The convoys were important. The USSR would have has a harrder time holding the line without the supplies from the US. And probably would have signed a seperate pease, releassing large number of troups.
Life for the merchant sailor was rough. 80% of the ships in the early convoys were sunk before reaching port. Tha ment with a 200 ship convoy only 40 made it to port. Some merchant sailors ended up joining the army because it was safer.
And out government did not treat the merchant sailor very well. If a Navy ship was sunk the servivors recieved 30 days leave, a merchant sailor was expected to ship out again when they got back to the US. If a Navy sailor lost a hand or leg they recieved a disiability payment for the rest of their life. A merchant sailor recieved $500 and that was it.
the convoyus were not escorted because there were not enough ships to properly escort them. In 1941 and 1942 I believe on the Alantic side there were only 1 or 2 carriers. There were not enough carriers to escort the convoys.

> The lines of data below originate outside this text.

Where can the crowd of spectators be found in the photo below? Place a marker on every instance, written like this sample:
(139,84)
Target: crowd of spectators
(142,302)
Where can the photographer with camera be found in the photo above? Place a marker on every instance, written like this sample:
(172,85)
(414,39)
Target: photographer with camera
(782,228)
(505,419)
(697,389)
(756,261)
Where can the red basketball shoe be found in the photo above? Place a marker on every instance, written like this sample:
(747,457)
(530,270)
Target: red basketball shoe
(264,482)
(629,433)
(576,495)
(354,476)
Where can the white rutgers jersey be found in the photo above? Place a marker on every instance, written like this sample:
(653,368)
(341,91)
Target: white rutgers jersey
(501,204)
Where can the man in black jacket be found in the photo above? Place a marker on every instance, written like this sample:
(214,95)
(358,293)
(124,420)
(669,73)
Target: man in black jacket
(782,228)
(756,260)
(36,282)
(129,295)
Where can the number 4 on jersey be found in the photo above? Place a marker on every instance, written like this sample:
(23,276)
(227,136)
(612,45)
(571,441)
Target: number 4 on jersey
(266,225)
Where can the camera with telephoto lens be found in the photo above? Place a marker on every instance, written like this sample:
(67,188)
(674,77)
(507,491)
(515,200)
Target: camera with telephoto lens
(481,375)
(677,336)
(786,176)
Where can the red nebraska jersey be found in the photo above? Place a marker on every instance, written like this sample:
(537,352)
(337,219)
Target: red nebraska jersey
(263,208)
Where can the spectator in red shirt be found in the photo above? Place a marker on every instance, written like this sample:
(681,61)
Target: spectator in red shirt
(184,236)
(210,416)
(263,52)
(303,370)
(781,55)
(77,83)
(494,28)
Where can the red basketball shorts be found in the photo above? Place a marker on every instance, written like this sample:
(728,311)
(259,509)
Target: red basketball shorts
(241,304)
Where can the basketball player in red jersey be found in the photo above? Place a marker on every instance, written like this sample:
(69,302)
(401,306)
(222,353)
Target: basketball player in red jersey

The biggest problem the Germans had was logistics. There was an accidental tank battle between the russians and the Germans. The Russians lost slightly mor tanks than the Germans. But the Germans had a hard time replacing them, the Russans did not.
I think I’d dispute your figures regarding losses. Overall losses were only just over 5 % (merchant ships). Of the early convoys those in 1941 didn’t lose a ship (from very quick research).
Even the infamous PQ 17 off 1942 lost “only” 66% of the merchant ships.
One point regarding the convoys is that they were suspended for around 8 months in both 1942 and 1943. It didn’t seem to impact on the Soviet fighting ability.